Kevin Tyrrell is Head of NYSE Research.
What were the key theme(s) for your business in 2021?
The year 2021 set a second-straight record for new listings on the NYSE, adding more than $1 trillion in new market capitalization. The year’s IPOs, direct listings and SPAC business combinations were able to leverage the NYSE DMM model to maximize liquidity and price stability for the opening auction and first minutes of trading. Retail trading also remained a major theme, punctuated by the growing interest in “meme stocks” that began in January. Importantly, retail trading growth impacted the listed options market even more than the underlying cash equities market. Options market volume is roughly double the level of two years ago, and this has important spillover effects for the cash market. This robust capital markets activity and retail participation led to high market volumes, but given elevated levels of fragmentation, high volumes did not necessarily lead to ample liquidity for institutional orders.
What are your expectations for 2022?
There was constant speculation throughout 2021 about potential changes to equity market structure, particularly around retail order handling. The SEC has already issued several rulemaking proposals covering a number of market structure issues, and we expect more to come. At the same time, higher levels of retail activity do not seem to be going away, and we expect market participants to continue working to expand and optimize their opportunities to interact with this order flow. For example, we have been having many conversations with a range of market participants on the NYSE RLP program, which allows anyone trading on our exchange to offer price improvement to marketable flow from retail traders. We believe that this program helps make retail flow accessible to a broader set of investors, while providing improved execution quality for retail traders.
What trends are getting underway that people may not know about but will be important?

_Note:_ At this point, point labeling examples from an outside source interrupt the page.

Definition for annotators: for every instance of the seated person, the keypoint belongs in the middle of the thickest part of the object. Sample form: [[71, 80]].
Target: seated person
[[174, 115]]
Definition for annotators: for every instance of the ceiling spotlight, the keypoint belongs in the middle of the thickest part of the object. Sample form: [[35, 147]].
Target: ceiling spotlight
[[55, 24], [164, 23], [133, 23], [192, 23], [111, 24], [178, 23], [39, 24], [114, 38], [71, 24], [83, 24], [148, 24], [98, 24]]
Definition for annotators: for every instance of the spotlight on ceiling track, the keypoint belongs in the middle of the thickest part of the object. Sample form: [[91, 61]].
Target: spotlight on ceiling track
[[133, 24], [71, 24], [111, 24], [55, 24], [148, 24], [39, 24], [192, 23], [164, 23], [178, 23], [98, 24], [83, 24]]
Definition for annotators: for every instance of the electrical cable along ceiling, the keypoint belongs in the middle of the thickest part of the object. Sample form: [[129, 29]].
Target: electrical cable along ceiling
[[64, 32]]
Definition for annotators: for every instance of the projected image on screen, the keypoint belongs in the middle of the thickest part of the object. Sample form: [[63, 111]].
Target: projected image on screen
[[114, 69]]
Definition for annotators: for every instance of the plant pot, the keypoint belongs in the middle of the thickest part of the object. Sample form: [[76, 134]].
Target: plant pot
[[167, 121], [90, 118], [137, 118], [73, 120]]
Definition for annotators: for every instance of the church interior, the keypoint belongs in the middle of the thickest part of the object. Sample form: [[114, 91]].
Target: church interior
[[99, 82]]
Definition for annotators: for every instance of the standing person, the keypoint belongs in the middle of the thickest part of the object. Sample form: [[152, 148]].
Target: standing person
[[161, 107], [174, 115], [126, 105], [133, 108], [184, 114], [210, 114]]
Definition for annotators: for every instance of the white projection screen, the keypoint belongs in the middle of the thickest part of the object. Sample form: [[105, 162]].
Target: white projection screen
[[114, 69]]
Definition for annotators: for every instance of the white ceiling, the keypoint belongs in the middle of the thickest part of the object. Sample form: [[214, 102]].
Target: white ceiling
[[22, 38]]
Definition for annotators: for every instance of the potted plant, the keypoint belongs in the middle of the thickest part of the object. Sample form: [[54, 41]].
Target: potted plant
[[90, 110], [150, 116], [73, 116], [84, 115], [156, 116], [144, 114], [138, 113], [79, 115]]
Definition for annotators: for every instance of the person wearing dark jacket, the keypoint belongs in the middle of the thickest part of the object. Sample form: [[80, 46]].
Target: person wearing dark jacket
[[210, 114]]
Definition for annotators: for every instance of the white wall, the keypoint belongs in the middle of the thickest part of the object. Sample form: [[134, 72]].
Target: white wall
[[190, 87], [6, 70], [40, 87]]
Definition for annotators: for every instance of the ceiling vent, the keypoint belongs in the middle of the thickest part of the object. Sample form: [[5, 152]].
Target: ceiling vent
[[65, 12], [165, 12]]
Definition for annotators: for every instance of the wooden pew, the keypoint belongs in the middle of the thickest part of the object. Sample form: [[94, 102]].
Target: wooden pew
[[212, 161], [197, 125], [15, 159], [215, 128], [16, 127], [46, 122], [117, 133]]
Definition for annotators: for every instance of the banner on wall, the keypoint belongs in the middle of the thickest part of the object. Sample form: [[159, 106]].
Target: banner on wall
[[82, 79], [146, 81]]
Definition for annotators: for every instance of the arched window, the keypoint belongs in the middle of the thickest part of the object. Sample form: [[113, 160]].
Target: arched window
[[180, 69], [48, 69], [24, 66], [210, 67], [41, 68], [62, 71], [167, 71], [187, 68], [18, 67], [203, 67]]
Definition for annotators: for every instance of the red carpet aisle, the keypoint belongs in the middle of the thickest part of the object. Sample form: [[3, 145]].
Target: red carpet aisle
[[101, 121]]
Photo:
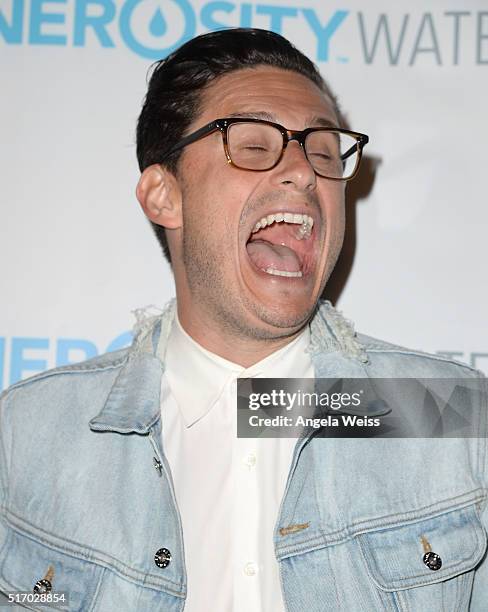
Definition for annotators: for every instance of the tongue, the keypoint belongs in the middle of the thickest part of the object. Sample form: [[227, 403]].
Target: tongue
[[266, 255]]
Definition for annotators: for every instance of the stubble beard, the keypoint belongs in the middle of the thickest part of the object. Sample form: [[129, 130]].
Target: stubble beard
[[212, 292]]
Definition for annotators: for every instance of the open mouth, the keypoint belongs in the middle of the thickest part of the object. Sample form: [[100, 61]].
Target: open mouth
[[282, 244]]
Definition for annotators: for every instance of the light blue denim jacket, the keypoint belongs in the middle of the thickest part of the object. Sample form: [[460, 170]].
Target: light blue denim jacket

There appears to be an increasing divergence in market characteristics between the most widely held stocks, such as those in major large-cap indices, and other issues that are not part of major indices. These other stocks are often quite popular with retail traders but less so with institutional traders. The higher share of retail participation in these stocks should mean that trading is more likely to occur at different times during the day. For example, we tend to see these stocks trading more pre-market, post-market, and in the first hour of trading than stocks that are in major indices. These stocks also tend to have higher levels of off-exchange trading, creating additional complexity to find liquidity.